The OECD report shows Canada is near the top of the heap in terms of both growth in income disparity over the past three decades and in absolute terms.

The apparent disconnect is that most of the growing disparity in Canada occurred mostly in the 1980s and 1990s, whereas the last decade or so has seen the gap narrow or remain static.

McMaster University economics professor Michael Veall, who has done extensive work on the so-called top one per cent, attributes the recent stall in the growth of disparity to the dotcom bust in the early 2000s and the 2008-09 economic crash — two crises that sharply impacted investment incomes.

The OECD also acknowledges the effect on top earners from the recent economic crisis, but says by 2010 real incomes among the top group had increased by four per cent while for the lower 90 per cent incomes were stagnant.

The OECD, whose 34 member countries are among the world’s wealthiest, warns the problem will worse unless steps are taken to ensure top earners pay their fair share of taxes.

“Without concerted policy action, the gap between the rich and poor is likely to grow even wider in the years ahead,” predicted OECD Secretary-General Angel Gurria. He notes that in almost all OECD countries, governments have substantially cut top personal tax rates in the past three decades.

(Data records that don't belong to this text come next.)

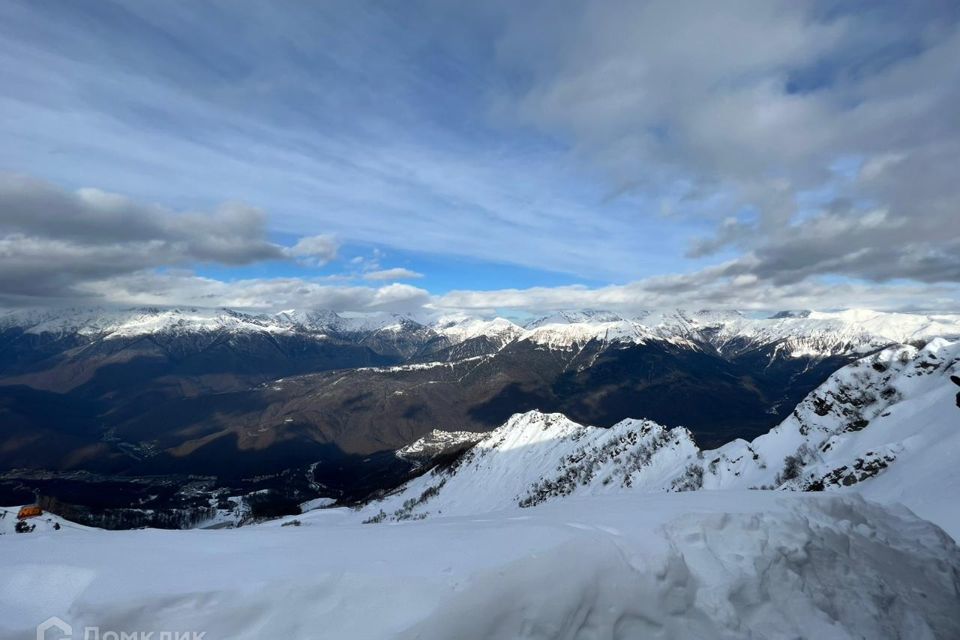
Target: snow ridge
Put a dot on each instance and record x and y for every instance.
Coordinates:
(795, 334)
(885, 426)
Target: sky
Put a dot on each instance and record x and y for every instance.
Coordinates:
(509, 158)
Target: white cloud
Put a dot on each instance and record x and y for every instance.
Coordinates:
(315, 250)
(397, 273)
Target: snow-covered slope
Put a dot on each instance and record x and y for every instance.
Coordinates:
(44, 523)
(670, 566)
(886, 426)
(806, 334)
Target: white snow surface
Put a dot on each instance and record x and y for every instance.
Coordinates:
(886, 426)
(698, 565)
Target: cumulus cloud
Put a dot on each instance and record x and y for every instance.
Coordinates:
(178, 287)
(54, 241)
(315, 250)
(397, 273)
(766, 107)
(768, 152)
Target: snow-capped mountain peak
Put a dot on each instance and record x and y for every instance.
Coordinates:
(885, 425)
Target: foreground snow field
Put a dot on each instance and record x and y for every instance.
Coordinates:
(711, 565)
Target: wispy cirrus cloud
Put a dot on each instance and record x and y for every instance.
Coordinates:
(758, 151)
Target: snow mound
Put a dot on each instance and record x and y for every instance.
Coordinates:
(695, 565)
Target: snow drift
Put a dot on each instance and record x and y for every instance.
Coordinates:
(721, 565)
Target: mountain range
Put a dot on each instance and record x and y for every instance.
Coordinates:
(232, 395)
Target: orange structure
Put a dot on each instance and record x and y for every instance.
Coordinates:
(29, 512)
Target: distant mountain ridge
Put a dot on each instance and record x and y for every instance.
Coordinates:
(886, 426)
(187, 390)
(811, 332)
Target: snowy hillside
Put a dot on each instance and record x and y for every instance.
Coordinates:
(671, 566)
(804, 334)
(886, 426)
(44, 523)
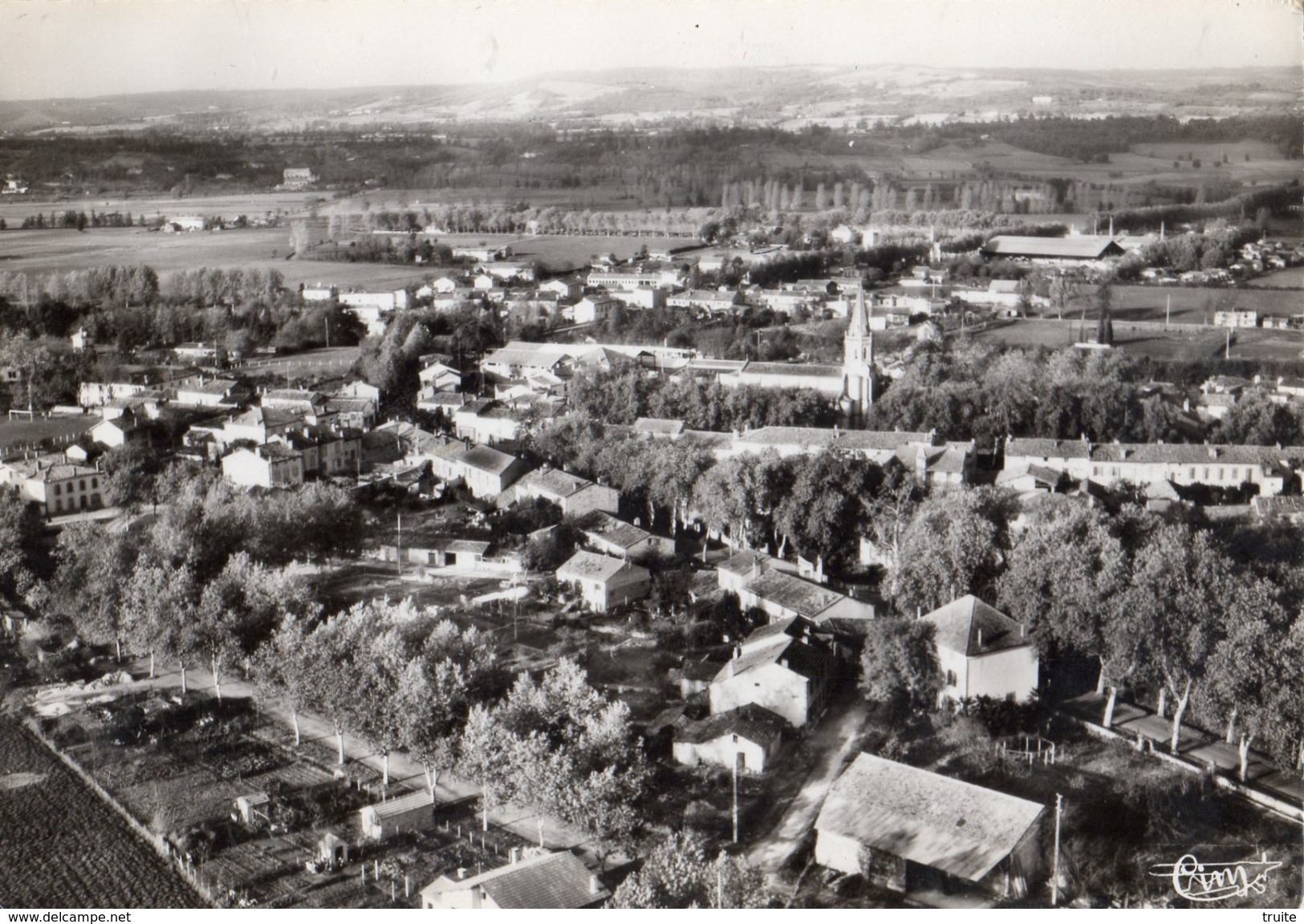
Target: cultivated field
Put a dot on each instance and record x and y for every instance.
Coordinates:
(62, 847)
(254, 205)
(1192, 306)
(1158, 344)
(559, 252)
(42, 252)
(1283, 279)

As a result, the OECD is calling for a rollback in those tax rate cuts, as well as abolishing or scaling back on a wide range of tax regulations that disproportionately go to top earners, including on stock options, fringe benefits and income from capital and investment.

With the one percenters capturing 12.2 per cent of the income pie in 2012, Canada ranks only behind the United States (20 per cent), Great Britain (12.9 per cent), and Germany (12.7 per cent) in terms of income disparity among the 18 relatively rich countries compared.

The biggest growth in disparity over the past three decades occurred in Norway, Sweden and Finland, where the percentage increase in income captured by the top group rose by about 70 per cent. Still, the three countries continue to rank among the most egalitarian — by 2012, the top one percenters constituted only seven or eight per cent of total national income.

The data also suggests there is little correlation between income disparity and economic performance.

Countries with high levels of inequality, such as the U.S., Germany and Canada, have been among the strongest performers over the past 30 years. But so have low-disparity economies, such as the Scandinavian countries.

Meanwhile, several struggling economies — such as Spain, France and Italy — boast relatively low levels of income growth disparity between the top one per cent and the rest.